Patrick Carnegy

John Bull versus Hiawatha

issue 25 August 2012

Written soon after Hamlet, Troilus and Cressida is by a long chalk Shakespeare’s most unpleasant play. With a pox-ridden Pandarus and the filthy-minded nihilist Thersites as our guides to one of the least savoury episodes in the Trojan war, Shakespeare probes the cesspit of human nature. It’s an exploration of a farthest frontier from which Shakespeare might never have returned, only to do so magnificently in the works of his final period. To grapple with this play is to increase one’s awestruck understanding of Iago’s dedication to evil and the sagacity of the Fool in Lear.

Stratford’s outrageous new co-production is a madcap transatlantic gamble. An RSC ensemble directed by Mark Ravenhill play the Greeks, while New York’s experimental Wooster Group under Elizabeth LeCompte play the Trojans. The Woosters, no relations it would seem of Bertie and named after the street where they live in Lower Manhattan, do the Trojans as Indians wielding lacrosse sticks — we’re in Hiawatha territory with a wigwam, campfire and a disastrous long black wig for the restless, tomahawk-faced Troilus (Scott Shepherd). The RSC do the Greeks as the bored-silly veterans of some Middle Eastern desert campaign.

Storybook credulity is, however, abolished by assertive technical interference. While the Greek Brits are allowed the low-tech of their natural voices in the acoustically friendly Swan, the Americans are untrustingly wired-up for amplification with undisguised face-mikes. Every now and then they glance up at prominent video screens, seeking to synchronise their movements with a film of Eskimo life and, for the encounters of Troilus and Cressida, a Hollywood movie with Warren Beatty and Natalie Wood.

Once you’ve blinkered your sensibility against this nonsense, you can engage with other deconstructions of the Shakespearean script. Scott Handy, the bespectacled house-intellectual Ulysses of the Greeks, crosses the pond to appear in a blond Afro wig as the sweetly intoning Helen (‘the heart-blood of beauty, love’s visible soul’). Agamemnon (Danny Webb) transmutes into a bush-hatted Aussie Diomedes to claim Marin

Ireland’s Cressida for himself and sundry other Greek generals.

Ari Fliakos’s Hector, the fearsome Trojan champion, comes up to no more than the navel of Joe Dixon’s massively pectoral Achilles. Having spent most of the evening in white towelling on a hospital treatment trolley, the lacrymose Dixon is eventually sprung into action by the death of Patroclus, his high-heeled 52nd Street black queen. He upstages Aidan Kelly’s Michelin Ajax by appearing in a scarlet Hollywood goddess gown, then swaps this for a gold-trimmed ammo vest before killing the unarmed Hector and raping the corpse with his sword. Zubin Varla’s Thersites is a transvestite madam with a fine taste in wigs. He scoots around the stage as a would-be paralympic wheelchair amputee, rasping into a microphone his undeceived commentary on the vainglorious heroics, deceptions and lechery which rule the stage.

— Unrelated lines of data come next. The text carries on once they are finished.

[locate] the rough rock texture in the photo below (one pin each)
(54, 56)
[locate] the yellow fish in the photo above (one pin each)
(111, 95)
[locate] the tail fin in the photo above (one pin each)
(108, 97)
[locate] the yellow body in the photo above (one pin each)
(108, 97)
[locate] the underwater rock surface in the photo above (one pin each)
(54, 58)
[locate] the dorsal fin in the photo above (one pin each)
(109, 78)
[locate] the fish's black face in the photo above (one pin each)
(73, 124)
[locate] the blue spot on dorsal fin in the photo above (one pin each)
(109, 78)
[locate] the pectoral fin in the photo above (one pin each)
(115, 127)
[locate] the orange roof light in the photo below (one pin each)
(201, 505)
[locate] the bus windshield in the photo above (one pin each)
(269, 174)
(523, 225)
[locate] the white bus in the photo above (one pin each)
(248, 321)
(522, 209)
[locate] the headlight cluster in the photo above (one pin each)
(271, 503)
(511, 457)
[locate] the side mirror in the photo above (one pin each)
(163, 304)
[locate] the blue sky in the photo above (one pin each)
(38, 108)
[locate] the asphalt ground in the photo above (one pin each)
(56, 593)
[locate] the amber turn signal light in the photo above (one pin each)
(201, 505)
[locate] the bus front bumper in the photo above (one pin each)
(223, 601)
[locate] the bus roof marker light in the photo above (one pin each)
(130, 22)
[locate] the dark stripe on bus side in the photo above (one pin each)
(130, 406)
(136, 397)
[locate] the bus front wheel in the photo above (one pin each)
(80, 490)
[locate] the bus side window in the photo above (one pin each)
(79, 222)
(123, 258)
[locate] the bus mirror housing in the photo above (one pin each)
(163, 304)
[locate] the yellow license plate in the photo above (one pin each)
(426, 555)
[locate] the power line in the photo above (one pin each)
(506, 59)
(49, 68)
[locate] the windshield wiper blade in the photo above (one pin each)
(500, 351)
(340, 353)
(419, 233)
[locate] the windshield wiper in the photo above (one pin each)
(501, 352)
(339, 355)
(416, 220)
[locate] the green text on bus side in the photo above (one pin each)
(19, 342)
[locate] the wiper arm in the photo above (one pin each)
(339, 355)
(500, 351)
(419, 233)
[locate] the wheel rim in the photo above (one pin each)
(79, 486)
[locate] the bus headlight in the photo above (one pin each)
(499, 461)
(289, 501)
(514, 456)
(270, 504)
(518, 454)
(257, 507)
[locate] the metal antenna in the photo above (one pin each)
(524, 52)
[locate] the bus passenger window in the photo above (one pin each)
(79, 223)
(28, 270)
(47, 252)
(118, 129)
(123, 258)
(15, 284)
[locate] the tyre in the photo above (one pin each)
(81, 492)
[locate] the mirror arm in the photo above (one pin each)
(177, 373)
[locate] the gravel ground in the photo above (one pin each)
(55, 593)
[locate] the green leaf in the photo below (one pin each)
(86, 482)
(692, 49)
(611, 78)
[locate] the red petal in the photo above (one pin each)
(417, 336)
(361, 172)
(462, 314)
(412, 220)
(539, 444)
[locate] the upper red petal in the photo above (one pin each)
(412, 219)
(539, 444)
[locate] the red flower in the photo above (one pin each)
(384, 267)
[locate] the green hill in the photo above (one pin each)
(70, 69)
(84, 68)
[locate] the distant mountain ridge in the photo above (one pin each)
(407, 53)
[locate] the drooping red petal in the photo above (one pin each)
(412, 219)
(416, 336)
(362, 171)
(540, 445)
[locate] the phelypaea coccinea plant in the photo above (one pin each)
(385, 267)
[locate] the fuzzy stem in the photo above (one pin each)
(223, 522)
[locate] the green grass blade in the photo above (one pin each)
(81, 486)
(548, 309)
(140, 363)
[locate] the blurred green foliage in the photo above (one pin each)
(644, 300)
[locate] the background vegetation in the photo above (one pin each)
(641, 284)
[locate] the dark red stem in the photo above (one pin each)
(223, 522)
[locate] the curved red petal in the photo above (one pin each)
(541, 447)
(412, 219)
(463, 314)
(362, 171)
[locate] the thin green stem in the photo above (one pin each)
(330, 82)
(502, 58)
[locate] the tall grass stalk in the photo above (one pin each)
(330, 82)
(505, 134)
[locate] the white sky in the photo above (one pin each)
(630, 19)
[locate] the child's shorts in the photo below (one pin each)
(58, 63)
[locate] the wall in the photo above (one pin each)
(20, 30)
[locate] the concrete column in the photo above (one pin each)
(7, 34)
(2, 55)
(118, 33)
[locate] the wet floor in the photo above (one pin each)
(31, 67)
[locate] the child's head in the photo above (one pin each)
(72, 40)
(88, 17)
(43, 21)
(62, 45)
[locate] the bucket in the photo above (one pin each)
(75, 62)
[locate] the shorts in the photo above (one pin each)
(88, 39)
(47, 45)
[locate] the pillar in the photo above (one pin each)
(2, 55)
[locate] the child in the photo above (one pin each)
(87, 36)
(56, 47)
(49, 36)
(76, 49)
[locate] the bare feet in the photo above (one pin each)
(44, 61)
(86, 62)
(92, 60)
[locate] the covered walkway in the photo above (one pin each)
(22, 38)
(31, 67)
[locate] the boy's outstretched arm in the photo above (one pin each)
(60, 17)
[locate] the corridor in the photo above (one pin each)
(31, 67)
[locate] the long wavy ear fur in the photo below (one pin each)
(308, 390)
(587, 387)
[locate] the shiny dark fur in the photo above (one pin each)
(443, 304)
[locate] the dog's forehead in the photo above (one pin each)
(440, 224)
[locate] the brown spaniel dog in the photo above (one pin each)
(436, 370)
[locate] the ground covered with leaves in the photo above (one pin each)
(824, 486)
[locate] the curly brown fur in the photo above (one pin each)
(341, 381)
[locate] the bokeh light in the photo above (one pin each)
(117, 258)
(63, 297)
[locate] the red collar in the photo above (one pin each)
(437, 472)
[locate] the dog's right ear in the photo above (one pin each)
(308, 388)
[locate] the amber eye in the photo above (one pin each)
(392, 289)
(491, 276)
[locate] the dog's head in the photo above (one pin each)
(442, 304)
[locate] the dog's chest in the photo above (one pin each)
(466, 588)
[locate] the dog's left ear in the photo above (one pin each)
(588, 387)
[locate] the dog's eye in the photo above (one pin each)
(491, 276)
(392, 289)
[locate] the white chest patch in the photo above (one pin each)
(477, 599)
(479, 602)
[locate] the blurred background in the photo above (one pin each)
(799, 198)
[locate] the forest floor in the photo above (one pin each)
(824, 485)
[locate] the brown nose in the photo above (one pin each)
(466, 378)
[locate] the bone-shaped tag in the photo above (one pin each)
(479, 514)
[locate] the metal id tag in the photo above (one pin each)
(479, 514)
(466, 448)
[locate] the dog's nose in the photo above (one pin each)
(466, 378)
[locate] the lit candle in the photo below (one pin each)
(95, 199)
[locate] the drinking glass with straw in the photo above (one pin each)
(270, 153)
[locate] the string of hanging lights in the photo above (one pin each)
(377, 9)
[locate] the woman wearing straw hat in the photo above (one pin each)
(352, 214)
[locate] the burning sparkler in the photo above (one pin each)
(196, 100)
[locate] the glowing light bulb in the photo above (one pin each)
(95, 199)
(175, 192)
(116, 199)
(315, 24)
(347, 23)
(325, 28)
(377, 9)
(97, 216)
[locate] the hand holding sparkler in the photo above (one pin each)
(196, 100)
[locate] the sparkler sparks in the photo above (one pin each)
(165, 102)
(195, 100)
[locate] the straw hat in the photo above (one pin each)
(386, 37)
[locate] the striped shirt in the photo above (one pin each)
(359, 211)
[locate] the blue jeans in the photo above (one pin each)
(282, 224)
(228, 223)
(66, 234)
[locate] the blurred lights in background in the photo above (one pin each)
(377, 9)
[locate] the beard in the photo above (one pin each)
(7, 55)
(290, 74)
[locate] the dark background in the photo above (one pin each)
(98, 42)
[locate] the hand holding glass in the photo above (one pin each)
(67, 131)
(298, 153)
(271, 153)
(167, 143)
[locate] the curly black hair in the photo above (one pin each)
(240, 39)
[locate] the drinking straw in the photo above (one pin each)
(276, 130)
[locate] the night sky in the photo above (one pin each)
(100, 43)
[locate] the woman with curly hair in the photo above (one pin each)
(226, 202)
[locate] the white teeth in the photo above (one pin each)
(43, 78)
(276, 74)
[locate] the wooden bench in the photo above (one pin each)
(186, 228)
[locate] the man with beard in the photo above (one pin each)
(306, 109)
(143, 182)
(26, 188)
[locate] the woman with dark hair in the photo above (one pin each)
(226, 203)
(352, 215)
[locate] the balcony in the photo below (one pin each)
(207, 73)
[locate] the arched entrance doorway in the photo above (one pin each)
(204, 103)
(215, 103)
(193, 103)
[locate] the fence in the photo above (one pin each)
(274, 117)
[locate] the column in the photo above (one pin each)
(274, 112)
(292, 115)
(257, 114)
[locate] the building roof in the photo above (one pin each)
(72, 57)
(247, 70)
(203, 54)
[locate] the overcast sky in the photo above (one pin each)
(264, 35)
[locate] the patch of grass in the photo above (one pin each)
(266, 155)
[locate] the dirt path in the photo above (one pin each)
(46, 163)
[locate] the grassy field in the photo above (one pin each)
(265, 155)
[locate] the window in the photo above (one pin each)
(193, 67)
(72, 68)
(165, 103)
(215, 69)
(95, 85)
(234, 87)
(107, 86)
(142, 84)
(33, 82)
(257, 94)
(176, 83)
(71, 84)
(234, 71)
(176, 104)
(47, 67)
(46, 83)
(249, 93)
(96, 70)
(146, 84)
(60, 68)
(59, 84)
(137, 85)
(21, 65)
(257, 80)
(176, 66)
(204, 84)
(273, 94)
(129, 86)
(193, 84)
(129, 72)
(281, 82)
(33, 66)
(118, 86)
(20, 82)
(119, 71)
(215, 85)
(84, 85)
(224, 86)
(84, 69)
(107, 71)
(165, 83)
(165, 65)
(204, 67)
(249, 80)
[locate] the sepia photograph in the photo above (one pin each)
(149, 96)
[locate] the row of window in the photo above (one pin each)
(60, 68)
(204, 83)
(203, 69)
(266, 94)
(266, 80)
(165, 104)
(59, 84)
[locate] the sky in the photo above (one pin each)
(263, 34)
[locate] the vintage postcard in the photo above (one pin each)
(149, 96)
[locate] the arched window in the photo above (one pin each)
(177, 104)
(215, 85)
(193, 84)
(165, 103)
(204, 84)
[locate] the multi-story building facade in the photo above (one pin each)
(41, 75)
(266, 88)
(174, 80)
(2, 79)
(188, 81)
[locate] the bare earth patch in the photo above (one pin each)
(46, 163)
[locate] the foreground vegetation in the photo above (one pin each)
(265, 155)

You certainly can’t fault the production in its fidelity to Auden’s observation that in the play ‘everything should be made grotesque’. And this is all of a piece with the tortuous convolutions and philosophical ramblings of the text — here surprisingly well delivered by a terrific cast — which seem to dump the play in a dramatic no-man’s-land from which Shakespeare barely pulls it back in the final scenes. The Woosters’ postmodern gambits blow up the grotesquerie, creating images and unexpected vistas they hope will stay in the mind and release new meaning from the play. Whether it’ll work for you personally is another matter, but I can see it attracting a cult following and becoming a Trojan Rocky Horror Show when it plays at the London Riverside Studios from 24 August. With winning environmental incorrectitude, the programme boasts that the sculptural styrofoam of designer Folkert de Jong’s costumes ‘will never decompose’ — an apt enough metaphor for the persistent darkness visible of the play itself.

Light breaks anew at Stratford with an all-Russian import. Dmitry Krymov’s A Midsummer Night’s Dream (As You Like It) is an hilarious footnote to the Pyramus and Thisbe episode. The lovers’ story is retold circus-style with the help of monster constructivist puppets by mechanicals who swap proletarian bib-and-brace for patrician white tie and tails. This isn’t the only idea stood on its head, or in the case of Venya, the omnipresent Jack Russell Terrier effortlessly upstaging Uggie in The Artist, on its hind quarters. The narrator’s surtitled commentary splices Shakespeare into Russian history down to Putin’s Lubianka, while mocking itself and every aspect of the show (‘it’s not ready yet, you might do better taking your children to the zoo’). As this safely puts the evening beyond criticism, lay your scruples aside and revel in an often deeply touching affirmation of theatrical magic. If you’re lucky you might just catch it at the King’s Theatre, Edinburgh (24 to 26 August).